Terug naar overzicht

25 oktober 2019 | Nieuws

Vijf vragen aan juryvoorzitter Marjolein de Jong

In de aanloop naar de bekendmaking van de winnaars van de Piket Kunstprijzen wordt de jury aan de tand gevoeld. Juryvoorzitter Marjolein de Jong trapt. Op maandag 25 november worden de prijzen uitgereikt in Theater Diligentia in Den Haag.

Wat spreekt je aan in het juryvoorzitterschap?

“Ik kende de Piket Kunstprijzen al van naam. Ik kwam de heer Piket regelmatig tegen bij voorstellingen in de Koninklijke Schouwburg.
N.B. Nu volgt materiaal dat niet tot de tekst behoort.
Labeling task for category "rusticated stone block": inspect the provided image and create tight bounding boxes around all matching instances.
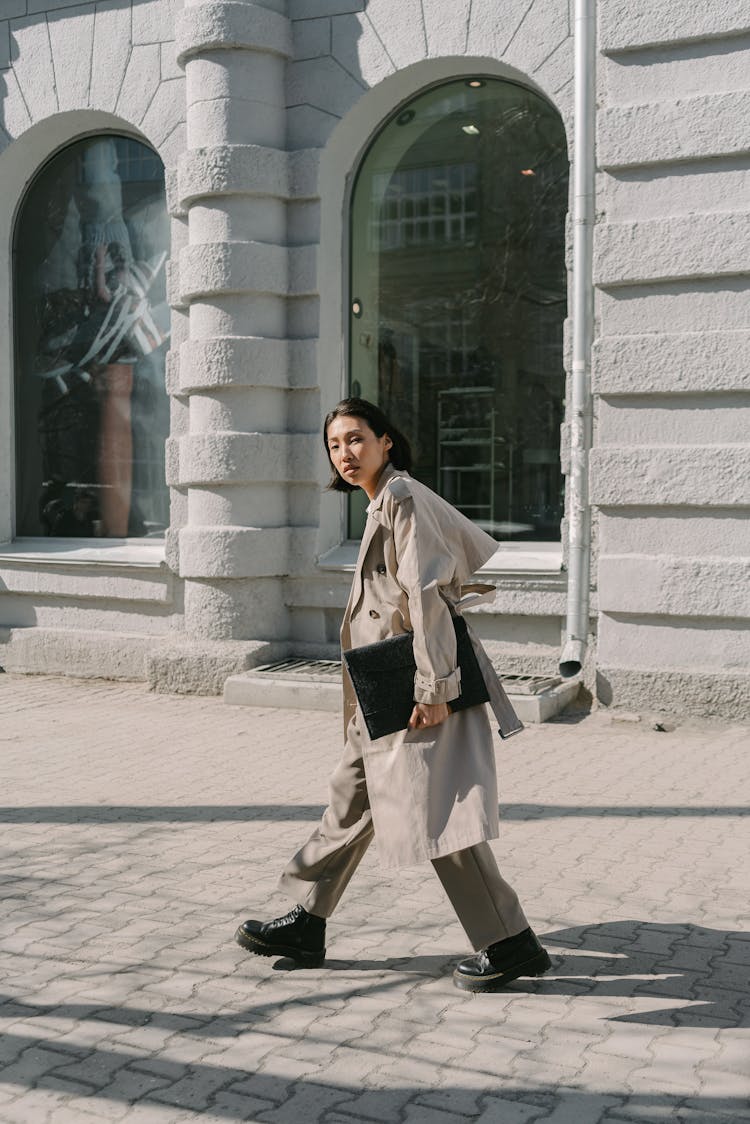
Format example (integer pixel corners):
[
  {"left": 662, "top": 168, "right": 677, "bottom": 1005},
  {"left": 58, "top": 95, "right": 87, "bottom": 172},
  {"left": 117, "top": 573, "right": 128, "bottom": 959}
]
[
  {"left": 180, "top": 242, "right": 316, "bottom": 300},
  {"left": 590, "top": 445, "right": 750, "bottom": 507},
  {"left": 598, "top": 554, "right": 750, "bottom": 619},
  {"left": 180, "top": 527, "right": 316, "bottom": 579},
  {"left": 598, "top": 0, "right": 750, "bottom": 53},
  {"left": 596, "top": 661, "right": 750, "bottom": 722},
  {"left": 178, "top": 145, "right": 289, "bottom": 206},
  {"left": 593, "top": 332, "right": 750, "bottom": 396},
  {"left": 179, "top": 336, "right": 316, "bottom": 393},
  {"left": 180, "top": 433, "right": 319, "bottom": 484},
  {"left": 594, "top": 211, "right": 750, "bottom": 285},
  {"left": 175, "top": 2, "right": 292, "bottom": 62},
  {"left": 597, "top": 90, "right": 750, "bottom": 167}
]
Hij kon heel enthousiast praten over kunst en cultuur. De combinatie tussen cultuur en jonge mensen is heel sterk. Als cultuurwethouder heb ik mij ook hard gemaakt voor cultuureducatie op scholen, maar de Piket Kunstprijzen pakt ook de slag erna. Dat vind ik heel sterk.”

Wat houdt het juryvoorzitterschap precies in?

“Als juryvoorzitter moet je vooral de vergaderingen in goede banen leiden. Dit jaar waren er tot nu toe nog geen uitgesproken meningsverschillen dus wat dat betreft had ik een makkie.”

Hoe is de samenwerking met de juryleden?

“Heel mooi! Met name de enorme gedrevenheid en vakkundigheid valt me op bij alle juryleden. Zij zijn er het hele jaar al mee bezig. De waakvlam voor nieuw talent staat altijd aan: daardoor komen ze met een goed onderbouwd verhaal alle genomineerden. Je merkt ook dat de duo’s prettig samenwerken en dat ze respect hebben voor elkaars discipline.”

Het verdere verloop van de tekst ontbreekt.